Será curioso um país inteiro a condenar uma instituição e alguns negociantes estrangeiros e seus advogados a querer mantê-la.

Esperamos por este momento, para repetir a frase do povo francês aos trintanários parlamentares de Carlos X quando os enxotou da Câmara: para fora, bandidos, este lugar é do povo.

21 fev. 1885

Vai bater a hora soleníssima da abertura da sessão parlamentar, destinada a arquivar a página de maiores esperanças ou de maiores decepções em nossa História.

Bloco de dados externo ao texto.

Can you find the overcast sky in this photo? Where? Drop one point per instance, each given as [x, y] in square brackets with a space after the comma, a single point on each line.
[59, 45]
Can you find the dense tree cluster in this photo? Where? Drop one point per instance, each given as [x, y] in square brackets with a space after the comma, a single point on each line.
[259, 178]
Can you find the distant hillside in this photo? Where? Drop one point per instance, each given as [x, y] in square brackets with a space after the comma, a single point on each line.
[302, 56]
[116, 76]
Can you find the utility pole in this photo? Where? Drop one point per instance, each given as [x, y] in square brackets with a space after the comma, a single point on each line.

Apesar do propósito de alguns em nivelar com o passado a missão da legislatura, que começa, o futuro provará que ela não tem nada de comum com essas reuniões sem responsabilidade, que se limitavam às funções de chancelaria do Poder Executivo.

A gravidade da situação presente manda-nos olhar para a Câmara temporária de amanhã, com a visão de Necker diante dos Estados Gerais de 4 de maio de 1789, e dizer como ele que -a assembléia deve pertencer ao presente e ao futuro.

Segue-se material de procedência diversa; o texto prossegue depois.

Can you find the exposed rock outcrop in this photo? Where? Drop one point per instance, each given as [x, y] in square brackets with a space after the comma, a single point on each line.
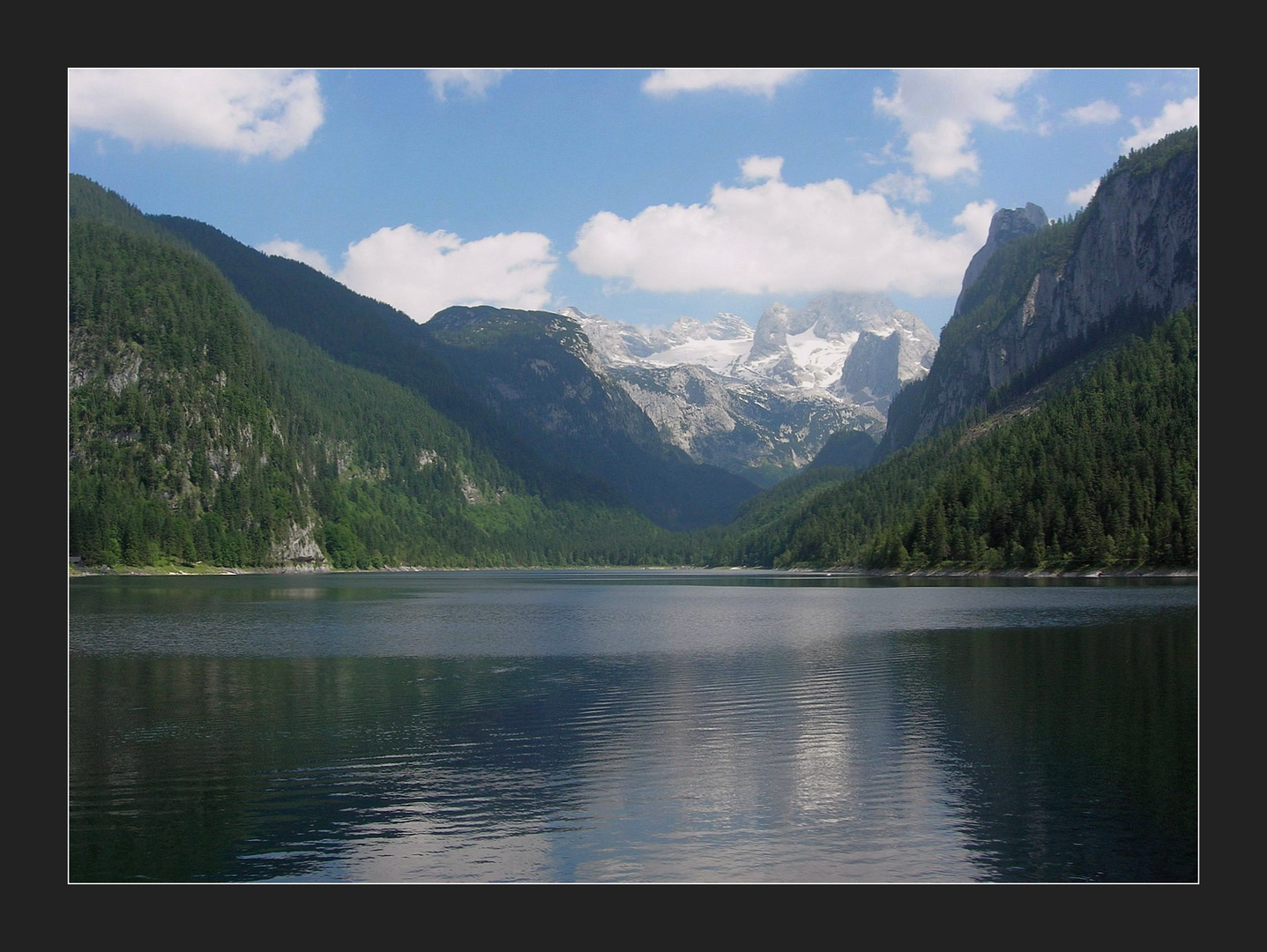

No presente queria o estadista que se meditasse nas relações das finanças, no futuro que os Estados estivessem preparados para o dia em que se tivesse de lançar um olhar de compaixão sobre esse povo desventurado de que se fez um bárbaro objeto de comércio; sobre esses homens, nossos semelhantes pelo pensamento e sobretudo pelo sofrimento, homens, que, entretanto, sem comiseração pelas suas lágrimas, eram amontoados no porão dos navios e levados, a velas cheias, ao encontro das cadeias que os esperavam.

A Câmara deve dar resolutamente costas ao passado, porque lá, como num pesadelo tremendo, em que se vissem esqueletos e demônios tripudiando ao som de uma orquestra de gemidos de moribundos, só há cenas que horrorizam, vergonhas que entibiam.

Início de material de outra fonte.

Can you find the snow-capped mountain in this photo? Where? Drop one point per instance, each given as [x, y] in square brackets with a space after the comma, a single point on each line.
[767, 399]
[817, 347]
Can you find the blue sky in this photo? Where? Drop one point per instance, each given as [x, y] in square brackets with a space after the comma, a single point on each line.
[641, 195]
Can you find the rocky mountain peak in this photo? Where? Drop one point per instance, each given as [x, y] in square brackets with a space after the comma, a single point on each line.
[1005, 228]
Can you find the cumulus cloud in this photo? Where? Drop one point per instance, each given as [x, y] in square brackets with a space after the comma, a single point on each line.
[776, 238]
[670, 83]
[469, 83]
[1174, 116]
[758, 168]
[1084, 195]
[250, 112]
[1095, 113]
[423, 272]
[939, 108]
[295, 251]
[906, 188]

Olhar para o passado será continuar a servir aos interesses da oligarquia de senhores de escravos, único poder real, que tem tido este país.

Desde o berço da nossa nacionalidade, o fantasma da escravidão nos guarda ominosamente o destino, manchando-nos a história com a sua sombra pavorosa.

Ao lado de Tiradentes, ela inspira-lhe uma baixeza de par com a idéia da emancipação da pátria.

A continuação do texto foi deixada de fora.